Implemented an automated scrapping tool for the website 'https://pay2igr.igrmaharashtra.gov.in/eDisplay/propertydetails'
WalkThrough Video : https://youtu.be/sFuWeqmPp_A
NOTE : This script may not follow the industry standards, but I am willing to learn and in no time, will grasp all that is required for the furthur processes.
Navigate to root directory and
Install required libraries,
pip install -r requirements.txt
Use the scrapper, (execute the 'run.py' file)
python run.py
Steps to follow:
-
As site opens, let the script enter details until doc year = 2023
-
Enter captcha manually (will implement auto ocr in future iterations)
-
Wait for it to search and enter rows
-
Use google translate extension to translate the whole page
NOTE: A window of 25 seconds is added to scroll down to bottom so that the extension translates the data fully.
-
If there is more than one page, let the script click on NEXT button, and scroll the page again for translated data. (Auto Scrolling to be added in furthur iterations)
This process also implements data cleaning pipeline with a batchsize of 50 rows/ 1 page.
Subsequently, also adds the data to the POSTGRES table active on the local server.
- Endpoint:
/column_name
- Method: GET
- Description: Retrieve all scraped data from the database.
- Returns: all records in JSON
Steps:
- Go to Server Folder
- Run command
python server.py
- Wait for development server to start.
- Copy the link and paste in API testing tool (Ex. POSTMAN API)
- Follow example search strings as below
These are just the examples of API endpoints that can be created. SQL queries can be used to search with the database to a good extent
These are the basic examples implemented to demonstrate the working ot api endpoints with postgres table
Example Request:
- Request a specific
year
data
localhost/2023
- Request address using partial text search
localhost/address?search=mumbai
- Request name using partial text search
localhost/name?search=advocate
- Request name using partial text search
localhost/doc_no?search=2449
Libraries used: pandas, sklearn.base, numpy
Loc: custom_transformers.py
Steps
- Dropped any of Nan values
- Dropped undesired column list no. 2 ( already scraped link in another)
- Renamed columns to database conventions separated with an underscore (ex. buyer_name)
- Changed date dtypes from string object to datetime object
- Changed float dtypes to int dtypes
- Separated the latest buyers and sellers from buyer and seller list columns, created new columns with latest_buyer_name and latest_seller_name
- Renamed old buyer and seller columns to buyer_history and seller_history
- Removed anomalies from doc_type column
All these steps have been performed using sklearn.pipeline and sklearn.base libraries using Pipeline, TransformerMixin and BaseEstimator class.

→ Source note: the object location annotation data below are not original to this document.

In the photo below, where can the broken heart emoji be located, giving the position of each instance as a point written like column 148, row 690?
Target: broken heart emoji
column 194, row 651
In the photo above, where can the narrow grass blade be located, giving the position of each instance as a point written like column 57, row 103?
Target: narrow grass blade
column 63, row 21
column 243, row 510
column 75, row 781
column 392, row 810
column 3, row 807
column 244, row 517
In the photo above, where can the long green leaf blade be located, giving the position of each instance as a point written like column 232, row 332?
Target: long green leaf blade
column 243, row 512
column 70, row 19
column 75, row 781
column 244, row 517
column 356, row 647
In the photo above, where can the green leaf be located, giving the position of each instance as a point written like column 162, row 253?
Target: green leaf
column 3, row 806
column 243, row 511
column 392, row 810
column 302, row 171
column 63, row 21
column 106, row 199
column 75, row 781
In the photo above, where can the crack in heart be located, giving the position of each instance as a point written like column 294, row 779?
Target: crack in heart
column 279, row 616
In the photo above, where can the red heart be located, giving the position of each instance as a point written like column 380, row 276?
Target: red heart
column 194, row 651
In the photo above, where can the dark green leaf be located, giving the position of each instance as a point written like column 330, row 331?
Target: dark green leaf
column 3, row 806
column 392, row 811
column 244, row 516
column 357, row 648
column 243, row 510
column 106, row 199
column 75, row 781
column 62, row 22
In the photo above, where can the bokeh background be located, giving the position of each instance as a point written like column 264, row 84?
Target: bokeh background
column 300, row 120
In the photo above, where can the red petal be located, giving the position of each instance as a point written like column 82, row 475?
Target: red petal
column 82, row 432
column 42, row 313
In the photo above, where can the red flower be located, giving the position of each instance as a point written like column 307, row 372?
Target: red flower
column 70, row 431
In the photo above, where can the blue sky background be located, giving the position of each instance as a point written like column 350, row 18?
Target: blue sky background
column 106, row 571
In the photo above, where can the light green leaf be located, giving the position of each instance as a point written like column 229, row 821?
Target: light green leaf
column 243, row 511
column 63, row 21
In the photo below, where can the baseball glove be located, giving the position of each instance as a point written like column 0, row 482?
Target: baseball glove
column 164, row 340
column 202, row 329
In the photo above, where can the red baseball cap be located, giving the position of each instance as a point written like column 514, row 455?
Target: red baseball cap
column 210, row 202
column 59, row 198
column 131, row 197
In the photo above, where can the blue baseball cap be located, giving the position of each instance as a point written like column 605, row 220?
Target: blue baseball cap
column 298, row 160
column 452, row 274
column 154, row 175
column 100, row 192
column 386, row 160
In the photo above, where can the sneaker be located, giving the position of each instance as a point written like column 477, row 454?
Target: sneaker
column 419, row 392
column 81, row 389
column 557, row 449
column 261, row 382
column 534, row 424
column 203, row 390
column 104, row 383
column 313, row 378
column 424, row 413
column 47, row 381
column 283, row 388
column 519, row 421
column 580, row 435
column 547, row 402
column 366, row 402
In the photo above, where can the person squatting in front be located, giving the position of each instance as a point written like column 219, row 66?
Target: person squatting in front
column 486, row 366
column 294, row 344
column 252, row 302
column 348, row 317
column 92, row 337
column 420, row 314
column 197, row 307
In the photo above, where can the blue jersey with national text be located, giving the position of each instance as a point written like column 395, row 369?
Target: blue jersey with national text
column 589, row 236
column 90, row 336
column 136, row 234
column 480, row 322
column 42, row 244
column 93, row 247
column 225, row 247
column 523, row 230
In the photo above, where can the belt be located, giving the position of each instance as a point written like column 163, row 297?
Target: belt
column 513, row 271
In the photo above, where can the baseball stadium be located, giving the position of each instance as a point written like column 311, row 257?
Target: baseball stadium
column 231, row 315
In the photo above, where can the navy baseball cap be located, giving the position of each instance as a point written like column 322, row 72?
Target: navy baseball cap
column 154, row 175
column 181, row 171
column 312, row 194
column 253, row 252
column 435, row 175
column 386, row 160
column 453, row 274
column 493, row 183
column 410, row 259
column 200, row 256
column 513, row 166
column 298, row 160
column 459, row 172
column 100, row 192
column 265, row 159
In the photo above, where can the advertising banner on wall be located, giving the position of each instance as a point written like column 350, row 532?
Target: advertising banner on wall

No real use of BaseEstimator in this case, helpful for imputing estimated values for numerical data
Libraries : pandas, sqlalchemy, psycopg2
Loc: Table/table.py
Steps
- Connect to database using DB_PARAMS constants
- Create sqlalchemy engine and entering database
- Read df from the save_table funtion by value
- Used to_sql method of postgres with sqlalchemy engine to input values in database
- If table exists, options selected is to append values, we the inputs can keep coming from webdriver
- Defined POSTGRES_DTYPES constant in Constants/constants.py and used it to define datatypes of database
- Done for now, all inputs added
This package demonstrates my abilities to scraping a website and clean the data in transition so that it is ready to be stored in the database.
Most of my learnings while doing this project includes:
- BS4 makes inputing structured data scraping easier.
- Automating every step of data ingestion can be challenging.
- Was weak using SQL queries but, with this I have learnt the capabilities of SQL
- There is always a scope of improvement.
I was suggested to use Docker Image to input data in PostGres. I am unfamilier with the use cases of docker. So will be exploring docker now, to ensure that the ETL flow is able to meet industry standards.
The captcha can be automated using OCR to convert image to text
For now, extension can only be enabled by webdriver, but user need to manually translate page using the extension and scroll
Using JS injection in webpages may help with scrolling and libraries like autogui in python, we can direct the mouse cursor the translate the page for itself
Will keep on exploring for furthur possibilities in automation of scrapping.